Does anyone know what's up with the Mexican places that have been popping up? They claim to have different owners but they are all the exact same when it comes to the inside of the joint and the food. Same basic food, disgusting margarita mix, and they have some obscene furniture:



Is it like Chinese restaurants where they all get their food from the same 1-2 distributors, so they end up with the same calendars and menus and poo poo?

Alighieri
Dec 10, 2005


:dukedog:

Squashy Nipples posted:

Found it:

1 lb. ground beef, browned
1/2 tbsp sugar
1/2 tbsp honey
8-9 oz ketchup
2 tbsp dried onion
1 tbsp spicy brown mustard
1 tbsp vinegar

Combine all and simmer for 1-3 hours


As basic as it gets.

Thanks, will be cooking this week sometime.

Flash Gordon Ramsay
Sep 28, 2004

Grimey Drawer

Mr. Wookums posted:

You can make an even more peaful guac by replaceing the avas with chickpeas and olive oil too.

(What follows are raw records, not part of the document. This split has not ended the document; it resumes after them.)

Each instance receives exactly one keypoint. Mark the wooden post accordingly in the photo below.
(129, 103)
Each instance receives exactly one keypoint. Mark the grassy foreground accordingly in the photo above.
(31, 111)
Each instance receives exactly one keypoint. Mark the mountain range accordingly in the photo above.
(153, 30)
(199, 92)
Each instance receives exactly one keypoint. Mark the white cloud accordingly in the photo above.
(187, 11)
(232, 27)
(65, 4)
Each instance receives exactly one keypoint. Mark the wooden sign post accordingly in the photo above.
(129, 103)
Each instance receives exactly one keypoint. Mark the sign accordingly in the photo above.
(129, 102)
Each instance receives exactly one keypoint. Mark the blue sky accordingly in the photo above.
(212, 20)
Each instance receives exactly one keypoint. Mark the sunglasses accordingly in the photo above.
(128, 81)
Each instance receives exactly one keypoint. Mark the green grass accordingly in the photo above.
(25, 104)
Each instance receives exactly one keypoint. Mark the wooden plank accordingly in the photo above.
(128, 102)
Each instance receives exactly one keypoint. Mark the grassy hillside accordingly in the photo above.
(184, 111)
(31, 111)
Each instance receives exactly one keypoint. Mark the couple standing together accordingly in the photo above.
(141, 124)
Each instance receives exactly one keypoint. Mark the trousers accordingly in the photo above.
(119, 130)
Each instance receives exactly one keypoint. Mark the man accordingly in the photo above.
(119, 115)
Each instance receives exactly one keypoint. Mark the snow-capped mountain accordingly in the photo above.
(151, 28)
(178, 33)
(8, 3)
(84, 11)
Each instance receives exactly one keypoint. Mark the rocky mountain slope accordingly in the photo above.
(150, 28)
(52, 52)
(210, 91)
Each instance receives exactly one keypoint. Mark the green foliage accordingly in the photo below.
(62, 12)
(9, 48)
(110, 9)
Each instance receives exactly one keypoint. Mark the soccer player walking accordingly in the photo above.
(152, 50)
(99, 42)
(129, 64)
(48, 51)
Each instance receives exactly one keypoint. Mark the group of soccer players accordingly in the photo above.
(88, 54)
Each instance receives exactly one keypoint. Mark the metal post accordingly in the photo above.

I do just that, but add a good helping of tahini too. That's good guac.

guppy
Sep 21, 2004

sting like a byob

Bob Morales posted:

I think some of the Mexican restaurants around here add sour cream to their guac. It's so light green and smooth, it's loving creepy.

Does anyone know what's up with the Mexican places that have been popping up? They claim to have different owners but they are all the exact same when it comes to the inside of the joint and the food. Same basic food, disgusting margarita mix, and they have some obscene furniture:



Is it like Chinese restaurants where they all get their food from the same 1-2 distributors, so they end up with the same calendars and menus and poo poo?

I recently ate at the worst loving Mexican place I've ever visited, had possibly the worst meal I've ever had, and it looked like that decor-wise. If this is a nationwide thing I'm horrified.

Real Name Grover
Feb 13, 2002

Like corn on the cob
Fan of Britches

guppy posted:

I recently ate at the worst loving Mexican place I've ever visited, had possibly the worst meal I've ever had, and it looked like that decor-wise. If this is a nationwide thing I'm horrified.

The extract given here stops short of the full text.